So to what extent are the mills justified in lobbying for a Buy America clause and how far should it go? On the face of it mill capacity utilization at 36.3% in January 2009 according to CRU; down from 90% in August 2008 must be at or close to the lowest ever. If materials for projects will be paid for by the taxpayer, then the funds should find their way to US companies goes the argument. Most of this stimulus money will be earmarked for projects over the next two years. The current capacity utilization levels are largely to blame for the losses at US mills and have been badly exacerbated by the supply chain de-stocking. The market hasn’t suddenly halved its consumption of steel, but the mills are seeing the cumulative effect of consumers and distributors running stocks down to a minimum. It won’t last forever. As the year goes on, the mills will see a gradual uptick in demand as the supply chain cautiously re-stocks. In the meantime, prices are still around those prevailing for much of 2007 and apart from Nucor, most of the majors are vertically integrated meaning if they were profitable in 2007 using their own iron ore and coal they should be profitable now ” capacity utilization notwithstanding. Over the next six months demand will pick up, it won’t come roaring back to the point where mills ran at their 2006-2008 average of 85% capacity utilization, but bear in mind they enjoyed large export business in 2007/8 which is why they were able to put the squeeze on domestic consumers by doubling prices and earning record profits.

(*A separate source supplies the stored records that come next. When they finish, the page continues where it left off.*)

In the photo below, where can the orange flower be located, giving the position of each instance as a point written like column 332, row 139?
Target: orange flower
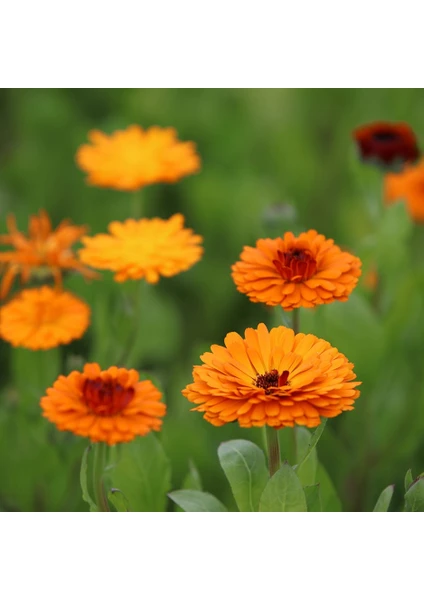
column 409, row 186
column 147, row 248
column 43, row 318
column 131, row 159
column 273, row 378
column 42, row 253
column 293, row 272
column 106, row 406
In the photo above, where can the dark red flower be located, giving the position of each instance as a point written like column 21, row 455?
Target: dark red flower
column 388, row 144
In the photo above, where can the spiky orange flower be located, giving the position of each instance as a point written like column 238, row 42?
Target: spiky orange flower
column 43, row 318
column 134, row 158
column 43, row 252
column 296, row 271
column 273, row 378
column 147, row 248
column 106, row 406
column 408, row 186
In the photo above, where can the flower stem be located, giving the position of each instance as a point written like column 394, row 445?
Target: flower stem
column 273, row 446
column 98, row 485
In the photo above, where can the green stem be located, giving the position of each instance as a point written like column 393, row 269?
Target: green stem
column 273, row 447
column 100, row 450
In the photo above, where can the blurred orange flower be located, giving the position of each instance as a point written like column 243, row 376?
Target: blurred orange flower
column 43, row 318
column 273, row 378
column 133, row 158
column 296, row 271
column 106, row 406
column 147, row 248
column 43, row 252
column 409, row 186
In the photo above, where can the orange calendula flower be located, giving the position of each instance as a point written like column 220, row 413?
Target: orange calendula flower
column 408, row 186
column 42, row 252
column 147, row 248
column 106, row 406
column 296, row 271
column 273, row 378
column 133, row 158
column 43, row 318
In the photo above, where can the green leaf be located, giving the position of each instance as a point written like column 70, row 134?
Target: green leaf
column 307, row 467
column 84, row 483
column 245, row 468
column 283, row 492
column 414, row 497
column 195, row 501
column 118, row 499
column 408, row 480
column 384, row 499
column 142, row 472
column 313, row 497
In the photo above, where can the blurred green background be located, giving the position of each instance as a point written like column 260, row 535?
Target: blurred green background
column 272, row 160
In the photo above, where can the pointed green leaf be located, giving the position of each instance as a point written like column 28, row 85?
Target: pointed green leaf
column 195, row 501
column 245, row 468
column 313, row 497
column 142, row 473
column 84, row 483
column 306, row 469
column 384, row 499
column 283, row 492
column 414, row 497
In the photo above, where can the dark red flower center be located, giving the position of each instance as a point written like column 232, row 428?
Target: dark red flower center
column 271, row 380
column 296, row 265
column 106, row 398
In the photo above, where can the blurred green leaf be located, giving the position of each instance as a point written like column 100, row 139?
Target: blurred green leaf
column 313, row 497
column 245, row 468
column 283, row 492
column 384, row 499
column 196, row 501
column 142, row 472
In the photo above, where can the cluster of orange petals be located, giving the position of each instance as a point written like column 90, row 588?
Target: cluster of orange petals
column 133, row 158
column 296, row 271
column 145, row 248
column 43, row 252
column 273, row 378
column 106, row 406
column 408, row 185
column 43, row 318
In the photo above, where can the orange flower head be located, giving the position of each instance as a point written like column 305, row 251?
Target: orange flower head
column 273, row 378
column 296, row 271
column 106, row 406
column 408, row 186
column 131, row 159
column 43, row 318
column 388, row 144
column 147, row 248
column 43, row 252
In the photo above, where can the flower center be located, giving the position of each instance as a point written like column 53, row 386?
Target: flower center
column 106, row 398
column 296, row 265
column 271, row 379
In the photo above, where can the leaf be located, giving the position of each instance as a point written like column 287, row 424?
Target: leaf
column 142, row 473
column 283, row 492
column 313, row 497
column 414, row 497
column 195, row 501
column 408, row 480
column 118, row 499
column 384, row 499
column 245, row 468
column 307, row 467
column 84, row 483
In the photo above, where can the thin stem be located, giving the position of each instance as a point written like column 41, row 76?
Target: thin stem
column 98, row 485
column 273, row 447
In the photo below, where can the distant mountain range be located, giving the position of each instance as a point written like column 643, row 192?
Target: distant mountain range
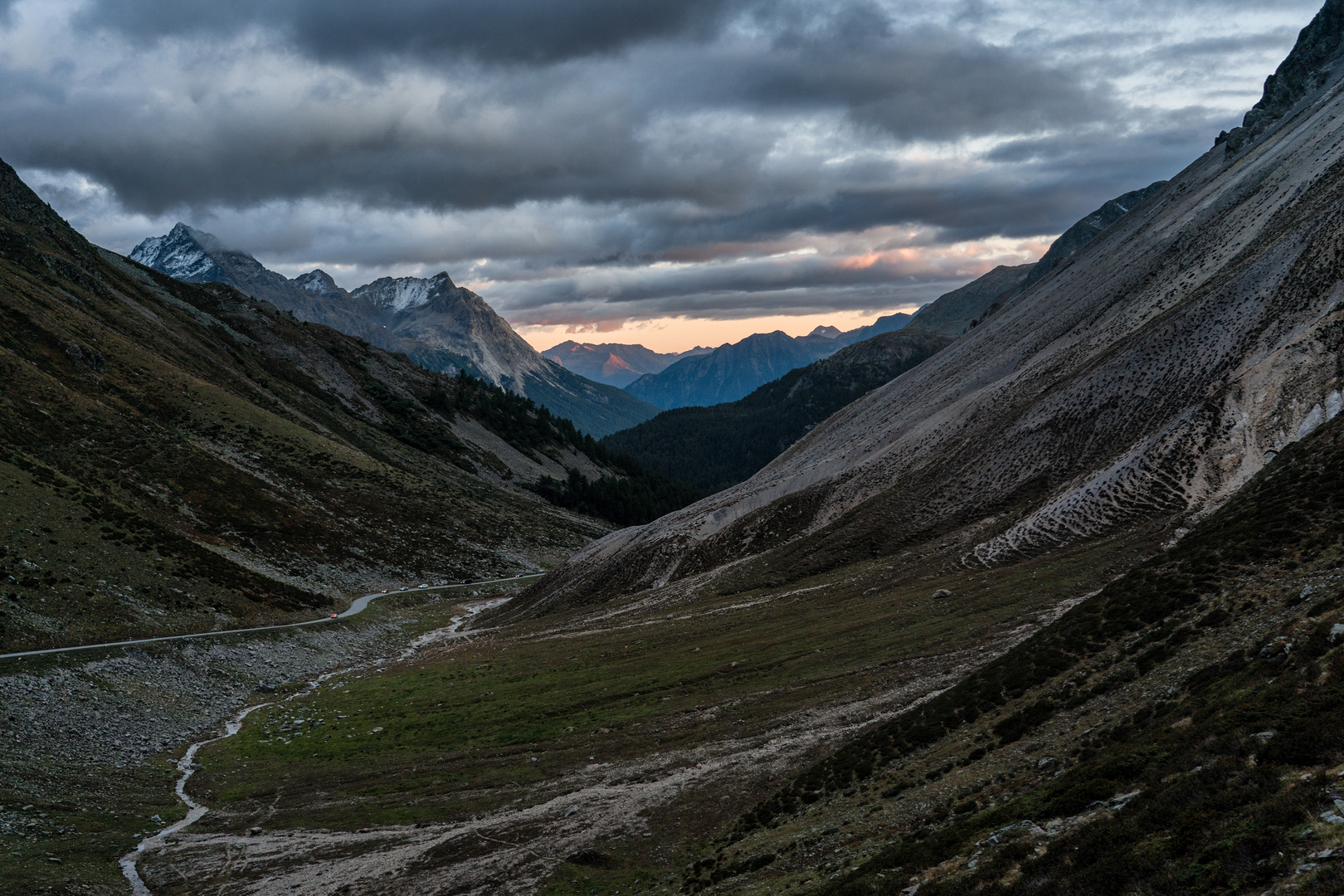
column 1136, row 384
column 437, row 324
column 957, row 312
column 615, row 363
column 735, row 370
column 717, row 446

It is not the job of government to protect the profitability of any particular industrial sector but if Buy America they were able to engineer a rapid return to a sufficient level of capacity utilization that all those furloughed workers returned to full employment, then the stimulus funds could be said to achieve the objective of boosting employment and allowing consumers to get the economy moving. But, and here is the big but, where does this leave the steel buyer? Let’s keep in mind that for every steel worker there are many more steel consumers. In research following the debacle of George W Bush’s import tariffs in 2001 it was widely concluded that more jobs were lost among, and more damage was done to, steel consumers than benefits attributed to steel producers. At the time the Consuming Industries Trade Action Coalition reported West Virginia had 9 times more jobs based on consuming steel than those based on producing steel. In Pennsylvania the ratio was 16-1, in Ohio 20-1. States with significant manufacturing but lower steel production were even more badly affected, like Missouri 125-1 and Iowa 127-1.

Buy America will channel steel purchases to US Big Steel. It will help to raise capacity utilization and hence an earlier return to profitability for the shareholders of US steel companies. Moreover, it will help a few thousand workers return to work sooner than they may otherwise do. It will not spread the benefit of the stimulus package as widely by allowing steel component suppliers the freedom to buy from the best total cost source and as a result it will concentrate the benefit into the hands of a few rather than the many.

It’s funny how this story never made it into the mainstream news debate.